Fishing policy: the next Brexit battle
“There could be troubled waters ahead,” said Chris Morris on BBC News. Fishing has “always been an emotional issue in the UK’s relationship with the EU” – and as the two sides last week set out competing visions of a future trade relationship, it became clear the subject would once again become a key battleground. Michel Barnier, the EU’s chief negotiator, said that if Britain wants a close free-trade agreement, with no tariffs or quotas, it will have to give the EU fishing fleet the same level of access to British waters that it now enjoys. But in an uncompromising speech at the Old Royal Naval College, Greenwich, Boris Johnson dismissed that outright. At present, more than 60% of the fish landed in British waters go to foreign boats.
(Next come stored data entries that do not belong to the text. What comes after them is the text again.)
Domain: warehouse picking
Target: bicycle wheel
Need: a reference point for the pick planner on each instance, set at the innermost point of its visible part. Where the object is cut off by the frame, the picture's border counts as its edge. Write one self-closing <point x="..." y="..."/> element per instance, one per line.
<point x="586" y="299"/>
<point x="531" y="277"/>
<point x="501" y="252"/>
Any future trade agreement, he said, must be based on the understanding that “British fishing grounds are first and foremost for British boats”.
The Government’s plan to “take back control” of UK waters has been welcomed by much of the industry, said Barney White-Spunner in The Daily Telegraph. Its new Fisheries bill is designed to consign the EU’s Common Fisheries Policy to history, and to usher in “changes that some British fishermen have desired since the 1970s”. Reallocating the quotas that EU vessels enjoy, which are widely regarded as very unfair, has become “something of a holy grail of the Brexit campaign”. But we need to tread carefully. Brussels will “fight fire with fire”, and it could easily impose import tariffs that would, for instance, “cripple” our entire fish-processing industry.
The Prime Minister’s hard line may please the “larger-scale, rich, noisy part” of the fishing industry, said John Lichfield in The Guardian – but not everyone will be better off. On the contrary, much of the UK industry – “broadly the small-scale, ecologically sound part” – depends on frictionless overnight trade with the EU. Two-thirds of British shellfish and crustaceans are sold to the continent – an arrangement that only works because of the EU single market. The best hope now is that these are opening positions, and that common sense, self-interest and international law will force a compromise, similar to that which Norway has negotiated with the EU. That would be awkward for Johnson, after his tough talk – but it would have benefits for other industries, “from car-making to pharmaceuticals to farming”, which are sure to lose out if he goes to war over fish. A barebones trade deal would not only “sink a large part of Britain’s fishing fleet”, it would also badly hurt British farmers and factories.